A near 9-percent fall in China shares roiled global markets and sent the Dow Jones Industrial Average .DJI down more than 1,000 points in early trading. Wall Street pared losses by mid-morning, briefly easing oil's slide, but a second wave of selling re-emerged in the afternoon.
Oil’s biggest one-day drop in nearly two months suggested that worst-case fears over the economic outlook in China, the world’s second-largest oil consumer, have eclipsed immediate signs of persistent oversupply as the main motivator.
“Today’s falls are not about oil market fundamentals. It’s all about China,” Carsten Fritsch, senior oil analyst at Commerzbank in Frankfurt, told the Reuters Global Oil Forum. “The fear is of a hard landing and that things get out of the control of the Chinese authorities.”
Brent October crude LCOc1 fell $2.77, or 6.1 percent, to settle at $42.69 a barrel but fell to a contract low of $42.23 in post-settlement trading, the lowest front-month price since March 2009.
Prices extended losses in after-hours trading, as the U.S. S&P Index .SPX fell by more than 4 percent at one point.
U.S. October crude CLc1 fell $2.21 or 5.5 percent to settle at $38.24, the lowest since February 2009. The $37.75 session and contract low was the lowest since February 2009.
U.S. crude, on pace for a 18 percent monthly loss, posted its eighth consecutive weekly loss on Friday, the longest weekly losing streak since 1986.
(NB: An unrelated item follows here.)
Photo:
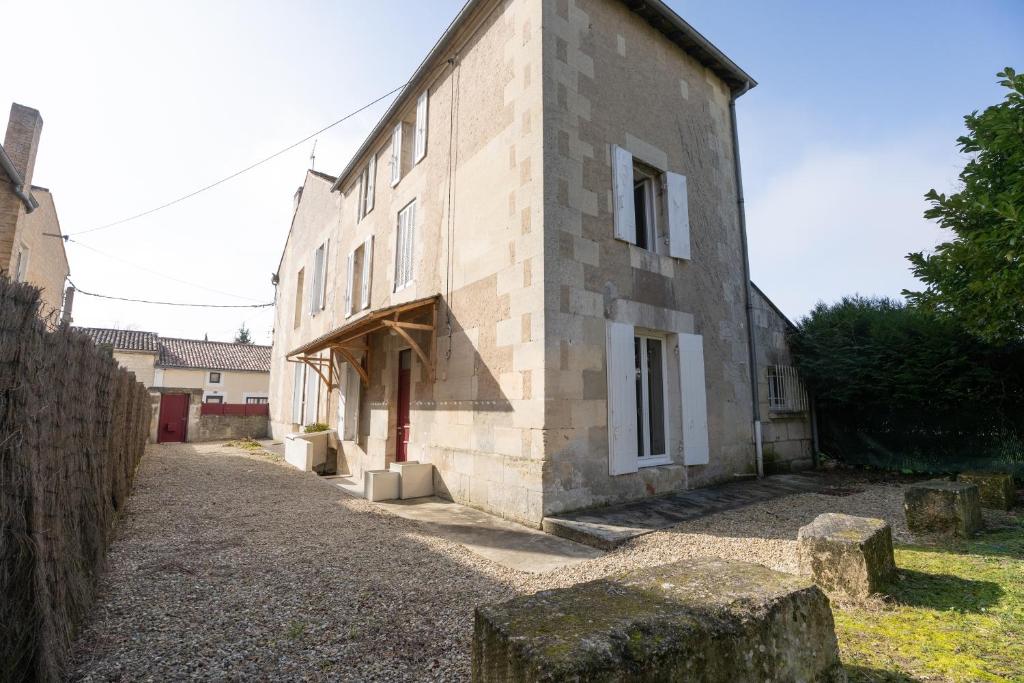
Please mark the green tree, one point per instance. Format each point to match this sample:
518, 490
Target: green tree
978, 275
Oil’s more nearly 40 percent slump since its late-June high has set off alarm bells among some hard-hit members of OPEC, triggering some talk of an emergency meeting, although even most Gulf members see that as unlikely.
The sentiment-driven slump took a toll across the markets, with many raw materials plumbing new lows. The 19-commodity Thomson Reuters/Core Commodity CRB Index .TRJCRB dropped nearly 2.7 percent to its lowest since late 2002.
“Macro factors are currently dominating micro factors in the oil market,” analysts at Standard Chartered said in a report.
The focus on macro affairs has, for the moment, taken traders’ minds off of the looming slowdown in crude demand this autumn, when refiners shut for seasonal work. U.S. oil inventories likely rose by 2.2 million barrels last week, extending an early build-up in excess supplies.